En el día de hoy, primer domingo de la Cuaresma, año tras año, la Iglesia propone para nuestra meditación la lectura de las tentaciones o pruebas a las que Jesús se vio sometido. Las pruebas las pone el espíritu del mal, Satanás, pero quien conduce a Jesús a esas pruebas es el Espíritu de Dios.
Se trata, por lo tanto, de experiencias que tienen que ver con la misión de Jesús y su propuesta de salvación para todos.
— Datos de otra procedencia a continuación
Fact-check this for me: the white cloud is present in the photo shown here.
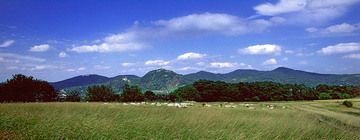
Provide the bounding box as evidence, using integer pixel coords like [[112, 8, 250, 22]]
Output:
[[145, 60, 170, 66], [344, 53, 360, 59], [318, 42, 360, 55], [121, 62, 135, 67], [177, 52, 206, 60], [178, 67, 199, 71], [94, 65, 111, 70], [285, 50, 295, 54], [210, 62, 236, 68], [30, 65, 57, 71], [29, 44, 50, 52], [0, 53, 45, 62], [70, 32, 147, 53], [59, 51, 68, 58], [196, 62, 205, 66], [65, 69, 76, 72], [306, 23, 360, 35], [69, 13, 285, 53], [237, 63, 253, 69], [305, 27, 319, 33], [239, 44, 281, 55], [77, 67, 86, 71], [325, 23, 360, 33], [0, 40, 15, 48], [262, 58, 277, 65], [254, 0, 306, 16], [153, 13, 282, 35], [299, 60, 309, 65], [254, 0, 359, 24]]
Jesús sale vencedor de la prueba, y al hacerlo nos revela una serie de criterios de vida en la que se manifiestan las auténticas actitudes de un hijo de Dios.
Satanás reta a Jesús en su identidad medular. “Si eres el Hijo de Dios”, le dice, “utiliza ese poder para convertir estas piedras en alimento y calmar tu hambre tras el ayuno”. Es la tentación de creer que sólo la satisfacción de las necesidades materiales es el objetivo de la vida. Jesús responde que no sólo de pan vive el hombre.
Es decir, las personas no nos podemos quedar encerradas en la tarea de resolver las necesidades inmediatas, pues tenemos otras aspiraciones que sólo Dios puede satisfacer: la búsqueda de sentido y propósito de vida, de la verdad y del bien.
La otra tentación es la del poder. Satanás le promete a Jesús autoridad sobre los reinos del mundo, si se le somete, es decir, si se aleja de la ética, de la justicia, del Derecho. Jesús declara que sólo a Dios hay que servir y adorar.
Es decir, que el poder humano, sea político, económico o tecnológico, debe dar cuentas a Dios, está sometido al juicio ético de Dios. La persona se realiza en el reconocimiento de su responsabilidad moral ante Dios.
La última tentación tiene que ver con la instrumentalización de Dios y de la religión. Satanás le propone a Jesús que demuestre que Dios está de su parte, poniéndose en peligro, para que Dios lo salve.
Jesús responde que no hay que poner a Dios a prueba. La relación con Dios no consiste en disponer de su poder a nuestro antojo, sino entregarnos a él en actitud de confianza y de fe.
Las pruebas a las que Jesús se sometió tienen que ver con dimensiones clave en las que se logra o se arruina la existencia humana. La victoria de Jesús es una revelación del camino de la realización humana ante Dios y con Dios. Ese es también el camino cuaresmal.